GERMANY – MetallRente, the pension scheme for the German metal industry, has ended its first business year with a 7.2% return.

The fund’s joint managing director, Heribert Karch, said it was one of the highest returns in the newly created market.

He said that at the same time that its guaranteed insurance return declined to 2.75% - which could spark a debate about what will be best for the pension fund market.

“I think this controversial debate could come in the future, but it is early to say, because 2003 is the end of the very first business year of pension funds in Germany.”

He said MetallRente had achieved a “high” return in a market where the recorded returns were between 6.5% and seven plus percent.

MetallRente, is the German industry-wide pension fund founded in 2001 by the labour union IG Metall and the employers’ association Gesamtmetall for employees of the metal and electrical industries.

A total of 100,000 employees from 5,500 businesses joined MetallRente in 2003. IG Metall called it “the most successful case since the introduction of the Riester pension reform”.

According to MetallRente, the new recruits make up six percent of the work force of the 5,500 firms - which employ a total of 1.7 million people.

Karch said that MetallRente has devised three “funding vehicles”. These give a choice between “classic defined benefit vehicles and unit linked defined contribution”.

The options are: a Pensionskasse, chosen by 89% of the companies, a direct insurance and a pension fund, which in comparison with the Pensionskasse, offered “more freedom in terms of assets allocation”.

“The more solutions, the more the choice of insurance for the workers and the employees,” Karch commented.

Of the 5,500 new recruited business, about 2,800 chose to offer their employees one of the three solutions, while the remaining 2,700 opted for a combination of the three.

The average contribution, of 1,270 euros a year, was “clearly above the market average” of about 700 euros.

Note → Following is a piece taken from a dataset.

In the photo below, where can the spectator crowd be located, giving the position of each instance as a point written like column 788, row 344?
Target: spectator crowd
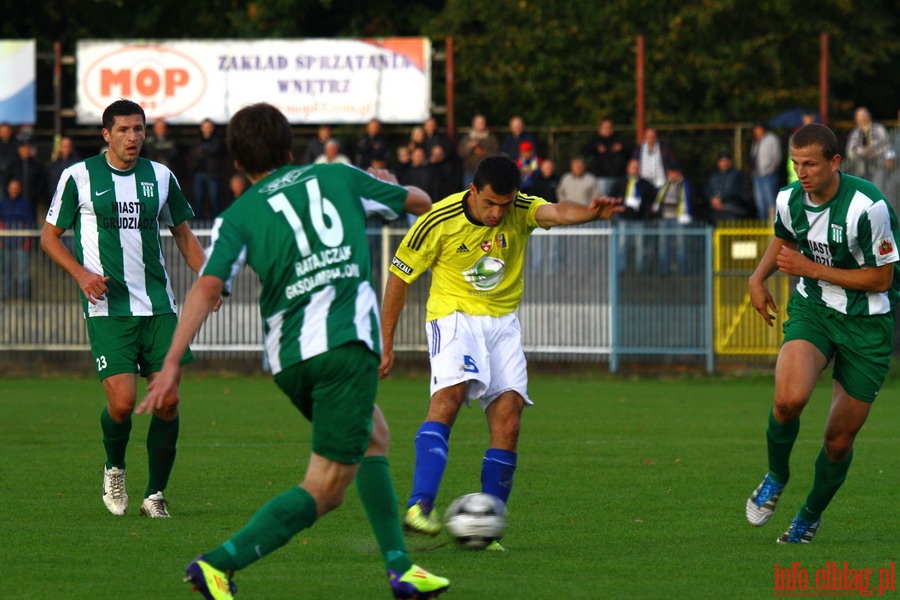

Martin Kannegiesser, president of the association of metal and electronic industry body Gesamtmetall, called the scheme “highly competitive model of the corporate pension which developed superbly” within the context of the Riester pension reform.

“We stick by a industry pension-scheme that is more and more crystallising itself as engine of the second pillar of pension,” Kannegiesser added.

“The success of MetallRente is a clear confirmation that a straightforward set-up, without great management expense, is the most suitable, best offer for businesses.”